Il y a autre chose que j'ai remarqué dans vos films : ils parlent de dévotion, à un certain niveau. C'est tout à fait vrai pourByzanceaussi. Et c'est une sorte de dévotion qui peut être romantique, ou maternelle, ou spirituelle.Fin de l'affaire, il me semble, associe la dévotion romantique d'un personnage à la dévotion d'un autre envers Dieu. EtByzance,aussi,jumelle la dévotion maternelle d’un personnage avec la dévotion romantique d’un autre.
C'est parce que j'ai grandi en tant que catholique irlandais. [Des rires.] C'est un état d'esprit très spécifique. C'est comme si vous étiez dans cette étrange salle de cinéma montrant tout le temps la même chose. C'était la raison pour laquelle je voulais faireEntretien avec un vampire: Il me semblait que c'était une question de culpabilité. C’était la plus merveilleuse parabole sur la culpabilité que j’aie jamais rencontrée. Mais ces choses sont inconscientes : je n’ai pas d’agenda. Je ne suis ni un mauvais catholique irlandais, ni un bon. Ce qui est bizarre, cependant, c'est de regarder un film que j'ai réalisé il y a des années et de voir à quel point il est révélateur sur moi. Les films sont essentiellement des tentatives pour dissimuler ses intentions ou son état d’esprit. C'est incroyable, parce qu'il y a des films que j'ai réalisés qui me semblaient être des opportunités depasêtre personnel. Mais ensuite, des années plus tard, je suis choqué de constater à quel point c’est révélateur.

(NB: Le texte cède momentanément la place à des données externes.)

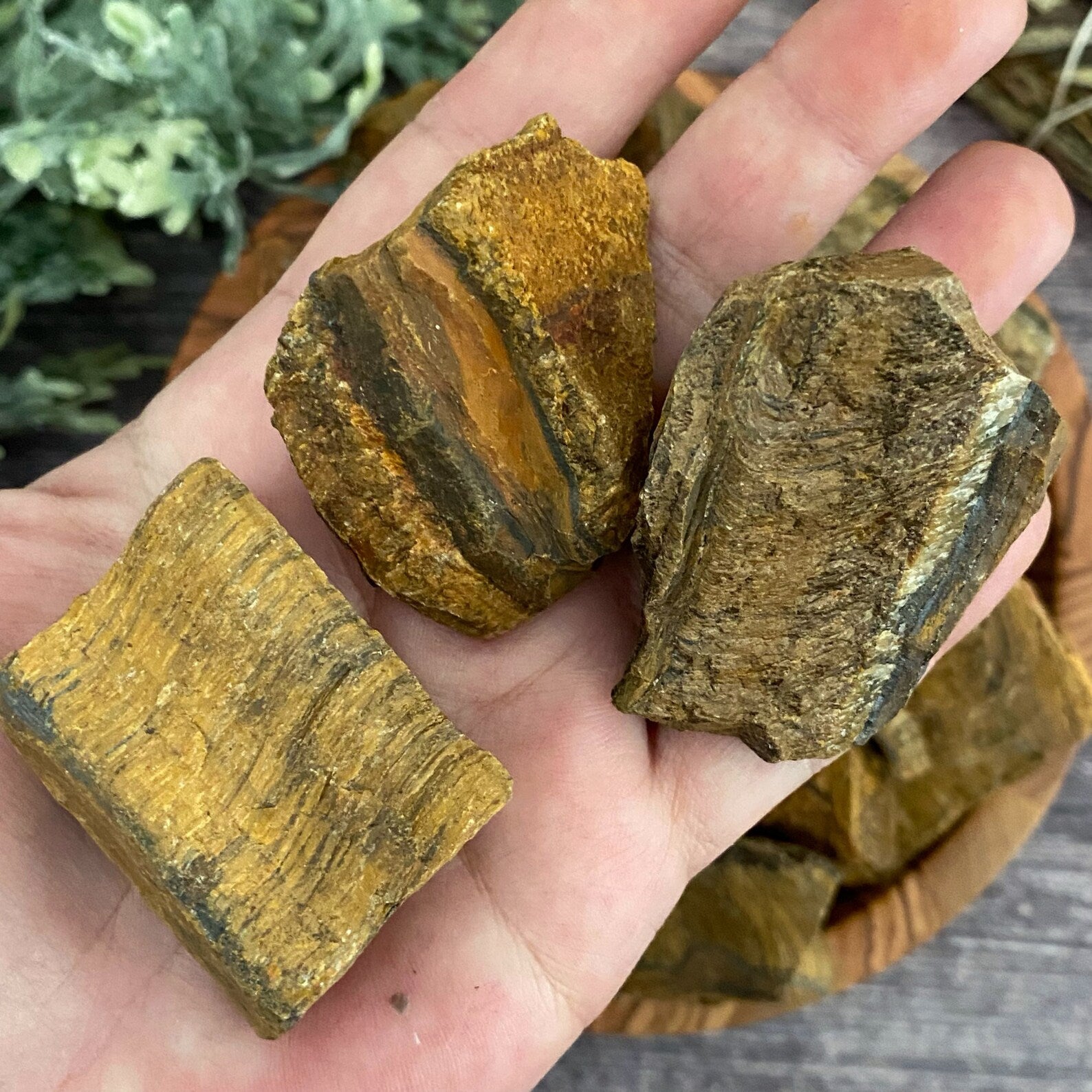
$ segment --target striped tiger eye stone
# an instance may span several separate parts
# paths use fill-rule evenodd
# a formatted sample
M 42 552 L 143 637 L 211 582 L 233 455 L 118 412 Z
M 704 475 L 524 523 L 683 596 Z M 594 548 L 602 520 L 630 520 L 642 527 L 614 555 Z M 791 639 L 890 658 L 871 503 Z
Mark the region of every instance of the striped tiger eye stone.
M 0 728 L 270 1038 L 511 792 L 207 459 L 0 662 Z
M 648 218 L 636 167 L 541 117 L 312 275 L 265 390 L 375 583 L 491 636 L 626 541 L 652 423 Z
M 1038 510 L 1064 429 L 915 250 L 734 284 L 682 354 L 641 498 L 615 704 L 830 758 L 906 703 Z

Pouvez-vous me donner un exemple d'un tel film ?
Mona Lisa. Il s’est avéré que c’était un film sur la façon dont les hommes sont incompris. Cela m'a choqué de voir à quel point c'était révélateur d'émotion. Bien sûr, çaestce qu'ils devraient être. Ils devraient juste être pleins d'émotion. Stanley Kubrick a dit un jour : « Le problème n'est pas de transmettre un message. Le problème estdéguiserle message. »

À maintes reprises, vos films regorgent de performances d'acteurs de haut niveau - qu'ils soient accomplis ou établis comme Bob Hoskins dansMona Lisaou Julianne Moore dansFin de l'affaire, ou des gens dont on ne s'attend généralement pas à ce qu'ils donnent des performances remarquables, comme Gemma Arterton dansByzance. Travaillez-vous en étroite collaboration avec des acteurs ? Etes-vous pratique ?

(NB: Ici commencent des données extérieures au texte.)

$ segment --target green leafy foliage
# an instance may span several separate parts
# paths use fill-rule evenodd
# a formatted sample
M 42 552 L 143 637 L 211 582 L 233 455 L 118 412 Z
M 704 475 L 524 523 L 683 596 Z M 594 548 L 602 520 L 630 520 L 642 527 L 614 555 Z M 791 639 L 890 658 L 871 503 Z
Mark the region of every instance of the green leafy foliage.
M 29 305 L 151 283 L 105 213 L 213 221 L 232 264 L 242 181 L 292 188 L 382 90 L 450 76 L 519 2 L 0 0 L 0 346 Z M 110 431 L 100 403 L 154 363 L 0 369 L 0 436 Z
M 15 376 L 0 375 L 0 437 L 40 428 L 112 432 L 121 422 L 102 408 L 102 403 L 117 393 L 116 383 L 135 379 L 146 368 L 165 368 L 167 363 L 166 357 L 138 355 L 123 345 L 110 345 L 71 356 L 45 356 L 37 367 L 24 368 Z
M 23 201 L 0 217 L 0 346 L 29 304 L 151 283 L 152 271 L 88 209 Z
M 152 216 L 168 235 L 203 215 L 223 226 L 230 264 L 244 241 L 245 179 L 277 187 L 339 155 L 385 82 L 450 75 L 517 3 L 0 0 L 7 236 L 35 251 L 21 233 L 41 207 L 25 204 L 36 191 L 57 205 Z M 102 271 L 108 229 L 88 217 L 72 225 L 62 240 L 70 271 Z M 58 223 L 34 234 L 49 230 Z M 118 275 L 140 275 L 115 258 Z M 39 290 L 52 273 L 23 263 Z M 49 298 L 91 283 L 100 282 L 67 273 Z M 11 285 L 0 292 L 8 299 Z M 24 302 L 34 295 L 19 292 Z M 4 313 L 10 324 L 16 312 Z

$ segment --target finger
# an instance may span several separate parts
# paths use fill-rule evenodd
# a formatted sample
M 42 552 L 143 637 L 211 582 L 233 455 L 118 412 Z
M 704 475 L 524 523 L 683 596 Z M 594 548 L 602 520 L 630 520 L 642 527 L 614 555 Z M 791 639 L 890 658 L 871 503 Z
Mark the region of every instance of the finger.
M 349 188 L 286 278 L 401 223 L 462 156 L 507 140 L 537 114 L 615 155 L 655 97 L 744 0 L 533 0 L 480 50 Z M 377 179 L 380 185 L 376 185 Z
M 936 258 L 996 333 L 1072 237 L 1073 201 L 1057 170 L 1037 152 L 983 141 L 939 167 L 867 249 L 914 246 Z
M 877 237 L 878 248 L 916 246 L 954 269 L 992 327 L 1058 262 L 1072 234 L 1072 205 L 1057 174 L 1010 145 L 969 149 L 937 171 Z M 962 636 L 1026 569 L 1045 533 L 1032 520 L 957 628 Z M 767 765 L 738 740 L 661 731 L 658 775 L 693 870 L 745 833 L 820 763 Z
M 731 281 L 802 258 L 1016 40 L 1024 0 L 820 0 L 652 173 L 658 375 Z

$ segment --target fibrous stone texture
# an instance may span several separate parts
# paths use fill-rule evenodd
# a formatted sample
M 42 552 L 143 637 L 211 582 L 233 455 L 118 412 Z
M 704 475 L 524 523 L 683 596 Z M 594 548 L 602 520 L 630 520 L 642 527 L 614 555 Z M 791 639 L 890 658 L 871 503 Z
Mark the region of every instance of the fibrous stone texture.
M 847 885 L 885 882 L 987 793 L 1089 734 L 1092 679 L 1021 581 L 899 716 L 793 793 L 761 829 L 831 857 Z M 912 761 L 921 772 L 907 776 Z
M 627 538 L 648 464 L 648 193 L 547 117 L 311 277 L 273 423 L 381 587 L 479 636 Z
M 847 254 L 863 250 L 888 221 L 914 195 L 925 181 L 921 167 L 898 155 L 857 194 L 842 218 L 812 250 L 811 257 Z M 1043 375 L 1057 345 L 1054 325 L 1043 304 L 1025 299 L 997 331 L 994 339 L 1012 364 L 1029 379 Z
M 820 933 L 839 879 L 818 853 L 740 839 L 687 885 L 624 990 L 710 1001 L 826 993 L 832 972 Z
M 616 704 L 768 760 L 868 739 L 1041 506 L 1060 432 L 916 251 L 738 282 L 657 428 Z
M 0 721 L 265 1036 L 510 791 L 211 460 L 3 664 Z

J'aime juste les acteurs. C'est vraiment aussi simple que ça. J'aime le fait qu'ils ne soient pas obligés d'être eux-mêmes. Ils peuvent vivre dans un monde fantastique. Je ne sais pas comment ça marche. Quant à la façon dont je travaille avec eux, j’essaie de m’assurer que les acteurs comprennent quel est le rôle. Je recherche des personnes qui ont une réalité émotionnelle en elles. Au-delà de ça, je ne sais pas ce que je fais. Pour être honnête, si vous lancez correctement un film, vous n’avez presque rien à faire. Si vous jetez le film légèrement de travers, vous devrez alors travailler dur.